Plot of percentages of T >MIC for individual subjects versus sequence number. Daily T >MIC for amoxicillin sprinkle QD was determined for individual subjects from a phase 1 study in pediatric patients with upper respiratory tract infections and was based on the MIC₉₅ (0.015 μg/ml) determined in the phase 3 clinical trial. The numbers of children receiving amoxicillin sprinkle were as follows: 6 months to 4 years old, 475 mg, fed, n = 11; 5 to 12 years old, 775 mg, fed, n = 12; 5 to 12 years old, 775 mg, fasted, n = 12.

FIG. 2.

Daily T >MIC was based on the MIC₉₅ of 0.015 μg/ml from the clinical trial and unbound drug concentrations in plasma. Daily T >MIC for amoxicillin sprinkle QD was determined from the results of a phase 1 study in pediatric patients with upper respiratory tract infections. Daily T >MIC for penicillin (Pen VK) QID was based on data in the literature (17). The numbers of children receiving amoxicillin sprinkle were as follows: 6 months to 4 years old, 475 mg, fed, n = 11; 5 to 12 years old, 775 mg, fed, n = 12; 5 to 12 years old, 775 mg, fasted, n = 12. Values displayed are the means ± standard deviations of the results.

FIG. 3.

PD endpoint assessment of projected failures based on different percentage of T >MIC PD endpoints (using phase 1 data) using unbound drug at a MIC of 0.015 μg/ml. The daily T >MIC data for amoxicillin sprinkle from a separate phase 1 study were fitted to a log normal distribution, and the log normal distribution parameters and 95% confidence intervals were determined (using JMP version 5.0.1a).
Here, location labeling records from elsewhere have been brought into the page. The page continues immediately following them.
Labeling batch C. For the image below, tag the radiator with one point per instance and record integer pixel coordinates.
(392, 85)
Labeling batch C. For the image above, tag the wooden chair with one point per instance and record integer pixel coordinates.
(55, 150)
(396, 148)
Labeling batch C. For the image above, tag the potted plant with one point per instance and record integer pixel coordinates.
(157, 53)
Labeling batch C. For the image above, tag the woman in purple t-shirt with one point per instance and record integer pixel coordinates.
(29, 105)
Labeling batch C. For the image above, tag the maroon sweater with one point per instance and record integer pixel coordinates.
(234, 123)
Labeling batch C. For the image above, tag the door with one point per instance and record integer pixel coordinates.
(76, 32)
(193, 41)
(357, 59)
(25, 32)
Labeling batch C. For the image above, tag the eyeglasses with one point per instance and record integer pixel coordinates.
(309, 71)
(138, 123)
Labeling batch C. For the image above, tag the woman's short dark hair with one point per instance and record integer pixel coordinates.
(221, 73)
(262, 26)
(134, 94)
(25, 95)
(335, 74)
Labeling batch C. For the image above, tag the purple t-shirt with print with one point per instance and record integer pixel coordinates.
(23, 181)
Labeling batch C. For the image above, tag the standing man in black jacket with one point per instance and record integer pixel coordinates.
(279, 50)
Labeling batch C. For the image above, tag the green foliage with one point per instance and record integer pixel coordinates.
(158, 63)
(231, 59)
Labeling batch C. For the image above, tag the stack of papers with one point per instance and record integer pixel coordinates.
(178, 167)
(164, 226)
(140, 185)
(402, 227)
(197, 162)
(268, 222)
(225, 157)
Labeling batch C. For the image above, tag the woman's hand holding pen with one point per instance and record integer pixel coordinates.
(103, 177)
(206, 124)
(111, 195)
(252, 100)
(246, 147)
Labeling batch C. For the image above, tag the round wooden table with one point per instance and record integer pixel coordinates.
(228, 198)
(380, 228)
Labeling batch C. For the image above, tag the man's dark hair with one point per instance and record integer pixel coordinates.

The cumulative distribution of the fitted T >MIC data was then utilized to determine the projected number of therapeutic failures assuming a 40% T >MIC. The scale parameter estimate was 4.17, with a 95% confidence interval of 4.08 to −4.25. The shape parameter estimate was 0.25, with a 95% confidence interval of 0.21 to −0.31.

FIG. 4.

Plot of eradication rate versus T >MIC (assuming a MIC₉₅ of 0.015 μg/ml) achieved over the duration of therapy, i.e., total T >MIC, for various penicillin (Pen VK) dose regimens (▴) (4, 11, 12, 13, 14, 16, 18, 20, 21, 22, 23, 24, 25, 26, 30, 31, 32, 34, 37, 38, 39, 40, 41, 42, 43, 44, 45, 49, 50) compared to those achieved by amoxicillin sprinkle (▪, with 95% confidence interval shown as a bar) (based on average of both doses) and various amoxicillin dose regimens (♦) (1, 8, 11, 16, 33, 38) for the treatment of tonsillopharyngitis due to S. pyogenes. Model fit is based on penicillin VK data. The dashed line is at 85% eradication per U.S. FDA criterion standard.

FIG. 5.

Total T >MIC (days) was based on the MIC₉₅ of 0.015 μg/ml from the clinical trial and unbound-drug concentrations in plasma. Total T >MIC for amoxicillin sprinkle QD for 7 days was determined from the results of a phase 1 study in pediatric patients with upper respiratory tract infections. Total T >MIC for penicillin (Pen VK) QID for 10 days was based on data in the literature (17). The numbers of children receiving amoxicillin sprinkle were as follows: 6 months to 4 years old, 475 mg, fed, n = 11; 5 to 12 years old, 775 mg, fed, n = 12; 5 to 12 years old, 775 mg, fasted, n = 12. Values displayed are the means ± standard deviations of the results.